July 17, 2021
The writer is an independent education researcher and consultant. She has a PhD in Education from Michigan State University.
Last year, on May 20 (2020), the Punjab Curriculum and Textbook Board (PCTB) issued a notice to the management of Sunrise Publications for printing and selling a booklet series for pre-primary (3-5 year-olds) titled ‘Infant Mathematics’ without obtaining an NOC. Apparently, it included content the PCTB deemed “detrimental for examination and assessment purposes or repugnant to the injunction of Islam or contrary to the integrity, defence or security of Pakistan, or any part of Pakistan or public order or morality” [sic].

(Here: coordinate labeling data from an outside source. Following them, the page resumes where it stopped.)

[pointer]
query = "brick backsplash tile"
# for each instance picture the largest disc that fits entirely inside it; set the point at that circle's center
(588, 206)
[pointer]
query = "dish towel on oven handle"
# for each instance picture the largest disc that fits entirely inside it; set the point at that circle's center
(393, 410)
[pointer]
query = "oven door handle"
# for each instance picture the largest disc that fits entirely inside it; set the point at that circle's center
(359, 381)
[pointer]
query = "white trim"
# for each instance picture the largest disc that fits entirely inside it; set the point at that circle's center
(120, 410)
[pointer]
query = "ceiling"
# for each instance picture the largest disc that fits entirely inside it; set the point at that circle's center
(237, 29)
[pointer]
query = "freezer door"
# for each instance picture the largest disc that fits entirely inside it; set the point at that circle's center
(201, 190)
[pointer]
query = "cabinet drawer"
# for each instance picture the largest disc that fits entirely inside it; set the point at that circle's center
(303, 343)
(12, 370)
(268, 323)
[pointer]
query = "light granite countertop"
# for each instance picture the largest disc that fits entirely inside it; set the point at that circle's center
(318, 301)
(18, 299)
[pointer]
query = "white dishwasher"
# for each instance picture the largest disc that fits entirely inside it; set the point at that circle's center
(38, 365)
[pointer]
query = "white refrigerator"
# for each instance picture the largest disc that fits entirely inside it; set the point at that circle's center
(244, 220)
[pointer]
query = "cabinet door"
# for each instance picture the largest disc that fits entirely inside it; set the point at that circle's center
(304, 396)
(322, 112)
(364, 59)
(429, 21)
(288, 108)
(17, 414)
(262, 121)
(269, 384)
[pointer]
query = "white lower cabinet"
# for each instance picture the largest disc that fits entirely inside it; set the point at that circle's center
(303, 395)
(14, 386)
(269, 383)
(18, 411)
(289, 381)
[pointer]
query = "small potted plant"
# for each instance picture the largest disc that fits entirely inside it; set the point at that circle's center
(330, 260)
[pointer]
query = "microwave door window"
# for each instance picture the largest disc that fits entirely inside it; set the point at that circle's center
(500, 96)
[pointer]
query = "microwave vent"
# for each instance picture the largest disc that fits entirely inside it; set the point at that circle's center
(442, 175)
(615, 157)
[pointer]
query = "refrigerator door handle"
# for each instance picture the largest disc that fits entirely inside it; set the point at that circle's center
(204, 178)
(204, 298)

Readers should keep in mind that obtaining an NOC has been a requirement de jure for private textbook publishers for years. However, the PCTB’s lack of capacity to review books and issue NOCs in a timely manner meant that this requirement remained de facto unenforced. But every now and then, when an influential person with access makes a complaint to the highest authorities or a random individual files a public interest case (as happened in December 2020 in Altamash versus the Government of Punjab), the PCTB jumps into action and weaponizes the requirement for an NOC. In last year’s instance, it was to save preschoolers from the ‘repugnant act’ of counting three cartoon piglets and all the “threats to the integrity, defence and security of Pakistan '' that carries with it.